It's constantly turning what should be 50 LOC patch of a single prompt into 30 minute exploration that is totally not worth it. Often wrong even.
I trialed it on some rather simple stuff - backfill redis dedupe cache when the hash function changed: instead of running new hash func on every db value to expand the cache it implemented some overly-complex cache update that tried to guess hashing func version of each cached value and recalculate only the old hashes. I can imagine in some context this would make sense maybe? but not 30 minutes of token burn that got replaced by 10 lines for loop by me.
I fear that this is generally bad news for programming. LLM tech is clearly running into a diminishing returns wall on intelligence but a response to that is to just make them more relentless which is a pretty poor solution for everyone involved, except I guess people who sell the tokens and people who can afford these tokens to scan for 0-days.
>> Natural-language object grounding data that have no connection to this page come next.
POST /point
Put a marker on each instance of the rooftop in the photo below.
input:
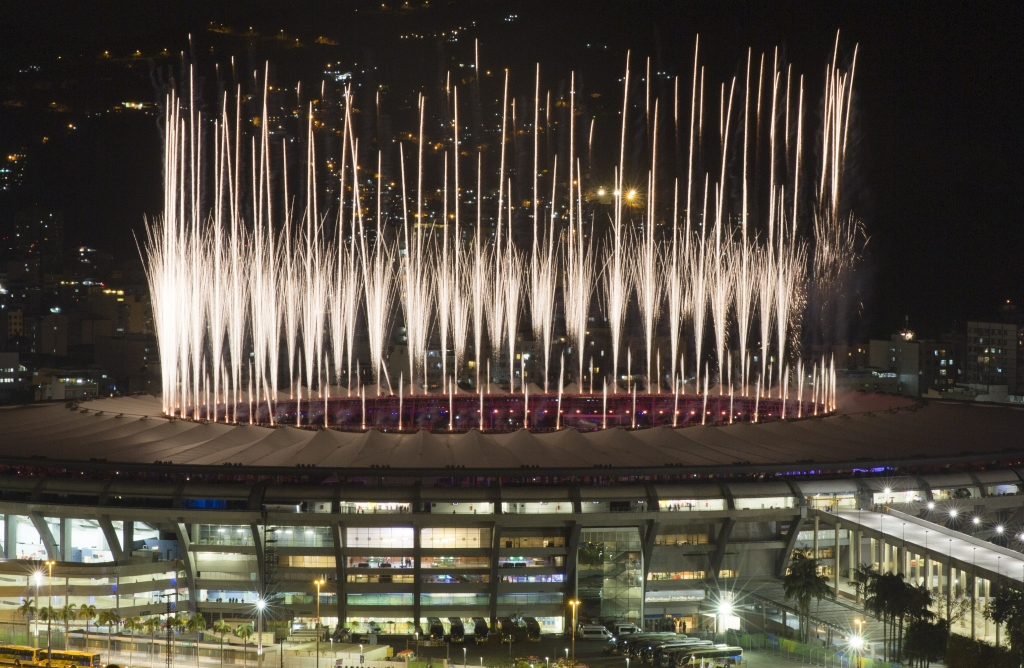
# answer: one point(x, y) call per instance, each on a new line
point(869, 431)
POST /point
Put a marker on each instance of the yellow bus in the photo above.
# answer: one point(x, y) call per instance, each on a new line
point(71, 658)
point(18, 654)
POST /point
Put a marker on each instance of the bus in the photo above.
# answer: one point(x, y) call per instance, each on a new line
point(710, 658)
point(18, 654)
point(71, 658)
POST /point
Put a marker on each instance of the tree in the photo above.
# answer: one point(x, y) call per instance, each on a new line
point(151, 626)
point(244, 632)
point(132, 624)
point(803, 584)
point(1007, 609)
point(221, 628)
point(28, 611)
point(66, 615)
point(111, 620)
point(87, 613)
point(197, 624)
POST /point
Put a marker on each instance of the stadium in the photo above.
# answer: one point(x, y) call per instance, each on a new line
point(655, 527)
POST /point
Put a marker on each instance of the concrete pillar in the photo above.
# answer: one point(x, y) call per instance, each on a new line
point(949, 587)
point(974, 602)
point(10, 536)
point(837, 561)
point(817, 522)
point(66, 540)
point(128, 533)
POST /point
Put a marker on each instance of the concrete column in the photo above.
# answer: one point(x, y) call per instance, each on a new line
point(66, 541)
point(10, 536)
point(128, 534)
point(817, 522)
point(949, 587)
point(837, 561)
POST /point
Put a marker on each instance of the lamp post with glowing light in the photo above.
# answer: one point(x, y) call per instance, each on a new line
point(320, 582)
point(574, 602)
point(49, 613)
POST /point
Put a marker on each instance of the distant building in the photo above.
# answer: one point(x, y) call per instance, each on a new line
point(941, 367)
point(65, 384)
point(991, 355)
point(897, 359)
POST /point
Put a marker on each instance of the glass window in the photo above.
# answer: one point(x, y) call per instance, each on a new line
point(532, 541)
point(302, 536)
point(463, 508)
point(678, 575)
point(373, 508)
point(381, 599)
point(765, 502)
point(379, 561)
point(306, 561)
point(690, 504)
point(223, 535)
point(530, 598)
point(455, 562)
point(538, 507)
point(393, 537)
point(449, 537)
point(681, 539)
point(556, 561)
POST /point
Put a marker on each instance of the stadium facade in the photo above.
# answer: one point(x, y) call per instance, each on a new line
point(137, 509)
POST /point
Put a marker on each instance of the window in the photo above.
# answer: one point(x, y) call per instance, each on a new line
point(532, 541)
point(455, 562)
point(380, 599)
point(455, 599)
point(686, 504)
point(681, 539)
point(449, 538)
point(678, 575)
point(393, 537)
point(765, 502)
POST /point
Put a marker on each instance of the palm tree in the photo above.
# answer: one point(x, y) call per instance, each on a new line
point(221, 628)
point(152, 625)
point(197, 624)
point(87, 612)
point(132, 624)
point(245, 631)
point(803, 583)
point(111, 620)
point(28, 611)
point(66, 615)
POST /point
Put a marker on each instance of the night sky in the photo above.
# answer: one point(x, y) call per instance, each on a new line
point(935, 164)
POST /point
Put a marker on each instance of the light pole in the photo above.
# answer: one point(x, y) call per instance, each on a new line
point(39, 581)
point(574, 602)
point(260, 606)
point(49, 613)
point(320, 582)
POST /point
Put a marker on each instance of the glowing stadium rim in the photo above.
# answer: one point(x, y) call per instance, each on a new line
point(243, 289)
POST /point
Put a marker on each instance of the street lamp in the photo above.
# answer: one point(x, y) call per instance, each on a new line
point(49, 613)
point(574, 602)
point(320, 582)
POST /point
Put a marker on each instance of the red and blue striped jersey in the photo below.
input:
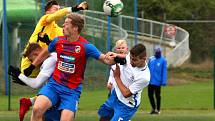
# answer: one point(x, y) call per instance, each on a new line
point(71, 60)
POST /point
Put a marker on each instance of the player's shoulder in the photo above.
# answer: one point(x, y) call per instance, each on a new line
point(83, 40)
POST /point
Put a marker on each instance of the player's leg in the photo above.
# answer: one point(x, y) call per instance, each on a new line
point(123, 112)
point(25, 62)
point(48, 96)
point(25, 104)
point(151, 98)
point(41, 105)
point(106, 110)
point(67, 115)
point(69, 100)
point(158, 97)
point(52, 114)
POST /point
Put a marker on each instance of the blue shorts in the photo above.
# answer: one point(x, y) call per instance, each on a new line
point(115, 110)
point(66, 97)
point(52, 115)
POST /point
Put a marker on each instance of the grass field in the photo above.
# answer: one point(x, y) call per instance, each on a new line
point(186, 102)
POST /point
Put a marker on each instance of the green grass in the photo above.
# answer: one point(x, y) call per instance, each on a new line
point(187, 102)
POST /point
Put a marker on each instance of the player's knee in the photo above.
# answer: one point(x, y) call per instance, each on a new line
point(37, 111)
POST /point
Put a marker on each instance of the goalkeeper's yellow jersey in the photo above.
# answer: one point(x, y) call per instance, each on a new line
point(47, 21)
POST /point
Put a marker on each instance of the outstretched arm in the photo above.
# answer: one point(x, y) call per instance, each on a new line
point(124, 90)
point(63, 12)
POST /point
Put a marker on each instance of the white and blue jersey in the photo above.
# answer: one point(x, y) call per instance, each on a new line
point(133, 78)
point(117, 107)
point(158, 69)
I see two problems with LLMs & agents which wont be fixed possibly forever.
1) They dont have causal models. What they can do only is trial-and-error exploration which works quite well for many problems. But many other problems require a causal model.
2) Prompts lack precision, and programming languages and machine models were invented to solve this problem. English is great, but it is not a programming language.
They’ve been doing a lot of strategic introduction and manipulation in the run up to the IPO, and it’s worked in that regard.
It was actually pretty maddening as what should have taken a minute or two tops took like 10 because it went down this route.
I'm gonna try something much more complex later, but for simple things, it felt like driving a corvette to the mailbox.